The skin at his temple was already beginning to bulge. Somehow, she knew that his brains were leaking out of a fracture in his skull. The long dark hair curled into the hollows of his neck, like snakes nesting comfortably with the spider tattoos.
He had carried the other children through the carnage, crying, just like this, crooked in his right arm. Joss couldn't hear his daughter's sobs over the sirens, but he felt them, wet, against his shoulder. The alarms deafened him, just as the mortars had, but he was well practised at relying on his other senses. He stayed close to the wall, moving slowly, ignoring the bodies at his feet – back from Charlie's room to the bedroom, to Isobel.
The balaclava walked out of the smoke.
And they faced each other.
He manoeuvred Charlie a little higher. Her legs clung to him, terrified. Inconsolable at being woken from her sleep by this noise, she buried her face deeper into his neck. She didn't see the shock in the masked man's eyes when he saw that his opponent carried a little girl.

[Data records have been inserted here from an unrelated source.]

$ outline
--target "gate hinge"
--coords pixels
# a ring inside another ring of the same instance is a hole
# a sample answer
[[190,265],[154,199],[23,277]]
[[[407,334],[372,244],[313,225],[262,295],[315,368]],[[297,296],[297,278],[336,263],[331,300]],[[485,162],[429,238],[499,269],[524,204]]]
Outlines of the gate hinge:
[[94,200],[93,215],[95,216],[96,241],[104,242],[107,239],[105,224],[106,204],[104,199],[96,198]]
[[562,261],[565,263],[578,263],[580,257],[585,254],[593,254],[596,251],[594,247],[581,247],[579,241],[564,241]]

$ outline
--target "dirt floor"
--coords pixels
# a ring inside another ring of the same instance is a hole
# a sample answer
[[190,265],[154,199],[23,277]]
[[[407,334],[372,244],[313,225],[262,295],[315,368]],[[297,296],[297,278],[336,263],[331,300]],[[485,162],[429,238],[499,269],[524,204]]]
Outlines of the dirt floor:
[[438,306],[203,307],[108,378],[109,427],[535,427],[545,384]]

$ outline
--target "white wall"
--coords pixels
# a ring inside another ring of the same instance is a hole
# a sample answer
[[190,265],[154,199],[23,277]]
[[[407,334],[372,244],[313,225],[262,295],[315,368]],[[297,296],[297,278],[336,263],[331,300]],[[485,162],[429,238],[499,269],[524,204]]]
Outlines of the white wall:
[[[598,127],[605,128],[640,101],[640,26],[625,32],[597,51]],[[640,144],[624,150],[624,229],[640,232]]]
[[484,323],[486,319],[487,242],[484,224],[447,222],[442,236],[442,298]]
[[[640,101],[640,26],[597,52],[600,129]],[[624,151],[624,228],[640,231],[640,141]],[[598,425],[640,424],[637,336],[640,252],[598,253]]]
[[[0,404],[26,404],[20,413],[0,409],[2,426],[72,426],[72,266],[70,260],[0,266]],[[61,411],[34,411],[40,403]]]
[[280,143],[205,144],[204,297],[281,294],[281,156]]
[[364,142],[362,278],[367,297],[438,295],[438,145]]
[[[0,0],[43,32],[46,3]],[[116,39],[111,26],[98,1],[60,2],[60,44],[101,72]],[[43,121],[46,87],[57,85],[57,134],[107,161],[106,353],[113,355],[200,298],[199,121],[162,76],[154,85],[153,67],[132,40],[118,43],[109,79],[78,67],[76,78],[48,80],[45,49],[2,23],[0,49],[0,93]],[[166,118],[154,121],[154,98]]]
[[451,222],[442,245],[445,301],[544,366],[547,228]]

Joss smiled at him. The sight seemed to confound the man further. The enemy shifted his machete in his hand.
Joss knew somehow, with certainty, that this was not Cutter. This fact heightened his impatience. He willed the man to act.
The enemy signalled to Joss to raise his hands. Joss walked forward, quickly, still grinning, watching the other's eyes widen with anger, disbelief, watching him raise the machete, wave it, a warning.
Joss kept his left hand pressed tight against his leg until they stood eye to eye. He watched the other's internal dialogue – this guy's crazy! Should I do something? He's holding a kid! The fucking house is on fire!
Joss studied the eyes even more closely when he plunged his knife into the masked man's diaphragm. As awareness dilated the enemy's pupils, Joss angled his body sideways a little, turning Charlie's body towards the wall. The blade of his knife buried in the other man's gut, Joss felt his opponent's heart beat in his hand. He stared intimately into the other man's eyes and pulled the knife upwards.
When he felt the flames climbing the stairs, Joss reclaimed his knife and wiped it on his leg. Charlie's body now shook with coughing. Joss's eyes streamed in the smoke.
He walked into his bedroom, heard the mortars falling, and listened to the howls of the orgiastic Tutsis drunk on the blood of the Hutus in the camp. He stepped over another body, and looked around for his wife. His saw the open window and crossed the room quickly. In the light from the half-moon, he saw that Isobel waited.
Joss handed their daughter through the window, and climbed out to join her on the roof.
32
JILL SHUT THE bedroom door, but she imagined she could still hear the woman rocking out there, back and forth, by the bay window. It reminded her of a circus tiger pacing its cage – the obsessive movements of a beast driven mad by captivity. She'd spoken to many sufferers of schizophrenia, and some told her that the medications made them feel just like that, imprisoned in a chemical cage in their mind. She focused on the room in front of her to distract herself from Joss's mother. Perhaps Mrs Preston-Jones was fortunate to be oblivious to the trouble her son faced.